I was trying one Dataquest exercise and I figured out that the variance I am getting is different for the two packages..

e.g for [1,2,3,4]

from statistics import variance
import numpy as np
print(np.var([1,2,3,4]))
print(variance([1,2,3,4]))
//1.25
//1.6666666666666667

The expected answer of the exercise is calculated with np.var()

Edit
I guess it has to do that the later one is sample variance and not variance.. Anyone could explain the difference?

Use this

print(np.var([1,2,3,4],ddof=1))

1.66666666667

Delta Degrees of Freedom: the divisor used in the calculation is N - ddof, where N represents the number of elements. By default, ddof is zero.

The mean is normally calculated as x.sum() / N, where N = len(x).
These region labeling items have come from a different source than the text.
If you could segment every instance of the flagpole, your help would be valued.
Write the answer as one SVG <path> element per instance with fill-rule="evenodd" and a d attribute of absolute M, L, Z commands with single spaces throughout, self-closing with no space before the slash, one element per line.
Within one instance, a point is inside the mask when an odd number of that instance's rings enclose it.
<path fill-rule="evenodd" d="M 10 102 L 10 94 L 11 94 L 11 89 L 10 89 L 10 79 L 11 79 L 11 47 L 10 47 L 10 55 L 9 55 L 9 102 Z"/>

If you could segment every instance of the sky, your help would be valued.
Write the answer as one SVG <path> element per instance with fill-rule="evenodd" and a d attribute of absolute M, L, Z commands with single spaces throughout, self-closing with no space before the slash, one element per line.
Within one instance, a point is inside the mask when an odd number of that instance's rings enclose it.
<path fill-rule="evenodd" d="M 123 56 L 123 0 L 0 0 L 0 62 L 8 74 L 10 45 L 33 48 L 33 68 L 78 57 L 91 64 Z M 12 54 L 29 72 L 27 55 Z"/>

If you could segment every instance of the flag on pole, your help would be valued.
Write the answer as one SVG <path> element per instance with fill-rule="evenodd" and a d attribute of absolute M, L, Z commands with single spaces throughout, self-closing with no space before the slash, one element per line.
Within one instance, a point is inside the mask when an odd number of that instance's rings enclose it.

If, however, ddof is specified, the divisor N - ddof is used instead.

In standard statistical practice, ddof=1 provides an unbiased estimator of the variance of a hypothetical infinite population. ddof=0 provides a maximum likelihood estimate of the variance for normally distributed variables.

Statistical libraries like numpy use the variance n for what they call var or variance and the standard deviation

For more information refer this documentation : numpy doc

It is correct that dividing by N-1 gives an unbiased estimate for the mean, which can give the impression that dividing by N-1 is therefore slightly more accurate, albeit a little more complex. What is too often not stated is that dividing by N gives the minimum variance estimate for the mean, which is likely to be closer to the true mean than the unbiased estimate, as well as being somewhat simpler.